The board has scheduled an emergency 8 a.m. board meeting for Thursday. Sources said at least five board members are prepared to vote to fire Engler.
However, board chairwoman Dianne Byrum had a conversation with Engler Wednesday and asked him to resign before the meeting.
Engler and MSU spokeswoman Emily Guerrant did not return requests for comment.
Board members are expected to name a replacement for Engler during the meeting Thursday, sources told the Free Press.
It's a meeting that has been brewing almost since the day Engler took over as interim president at his alma mater, stepping in for Lou Anna Simon. Simon resigned under heavy criticism and is now facing criminal charges — all tied to her response to the Larry Nassar scandal.
Like Simon, much of Engler's tenure has been taken up with fallout from the Nassar scandal and heavy criticism from survivors of Nassar's sexual abuse. Engler survived a motion to fire him this summer, but the criticism hasn't abated.
Once the meeting was announced, board member Brian Mosallam, the leading critic of Engler, told the Free Press the time had come for Engler to leave.

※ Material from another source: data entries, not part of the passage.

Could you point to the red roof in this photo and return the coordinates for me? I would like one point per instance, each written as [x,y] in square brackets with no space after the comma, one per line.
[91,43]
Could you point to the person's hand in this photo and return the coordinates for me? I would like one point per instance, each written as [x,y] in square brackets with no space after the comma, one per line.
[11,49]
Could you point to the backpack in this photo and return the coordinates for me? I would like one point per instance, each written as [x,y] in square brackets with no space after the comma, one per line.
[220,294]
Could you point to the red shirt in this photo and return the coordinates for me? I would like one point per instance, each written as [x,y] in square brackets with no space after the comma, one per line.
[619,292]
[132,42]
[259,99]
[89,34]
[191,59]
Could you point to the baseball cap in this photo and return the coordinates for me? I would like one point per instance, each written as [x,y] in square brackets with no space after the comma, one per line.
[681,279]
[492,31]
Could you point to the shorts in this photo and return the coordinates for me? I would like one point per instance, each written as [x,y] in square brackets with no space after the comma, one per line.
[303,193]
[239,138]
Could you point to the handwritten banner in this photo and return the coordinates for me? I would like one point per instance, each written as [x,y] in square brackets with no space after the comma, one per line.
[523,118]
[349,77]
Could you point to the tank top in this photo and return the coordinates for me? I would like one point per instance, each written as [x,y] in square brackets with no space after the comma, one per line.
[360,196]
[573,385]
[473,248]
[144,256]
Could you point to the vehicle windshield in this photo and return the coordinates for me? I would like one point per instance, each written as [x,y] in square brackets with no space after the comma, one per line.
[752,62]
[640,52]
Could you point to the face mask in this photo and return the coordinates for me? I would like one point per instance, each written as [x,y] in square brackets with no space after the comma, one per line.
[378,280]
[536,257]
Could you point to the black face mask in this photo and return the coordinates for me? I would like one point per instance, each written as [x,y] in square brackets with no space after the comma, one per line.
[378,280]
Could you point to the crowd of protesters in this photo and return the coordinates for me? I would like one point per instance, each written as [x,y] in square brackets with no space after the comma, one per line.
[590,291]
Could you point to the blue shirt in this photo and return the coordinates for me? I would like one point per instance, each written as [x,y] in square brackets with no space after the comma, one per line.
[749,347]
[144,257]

"John Engler's reign of terror is over," said Mosallam, who has been pushing for Engler's departure for nearly a year. "Michigan State University will be returned to its people."
The latest round of criticism came after Engler told the Detroit News editorial board that Nassar survivors were "enjoying the spotlight" while the university is "trying to go back to work."
That launched a fresh set of criticism on social media and elsewhere from those who believe Engler should be gone.
Twenty-three of MSU's top academic administrators — mostly deans of various colleges and schools — signed a letter sent Wednesday to the board demanding that Engler be replaced.
"The pattern of comments by interim President Engler, including his most recent statement suggesting that some of the survivors of sexual abuse are 'enjoying' the spotlight, further harms the very people it is our responsibility to support," the letter said. "We do not support his continued leadership."
The advocacy group ReclaimMSU cheered the news that Engler was likely on his way out. It has been calling for his removal for months.
"He was a known entity," said Betsy Riley, a graduate student with the group. "He was a conscious choice by the the board to play defense."
The group would like the board to engage various groups around campus in the search for an interim president.
"They say, 'trust us," Riley said. "We can't trust them. This is the group that brought us Engler."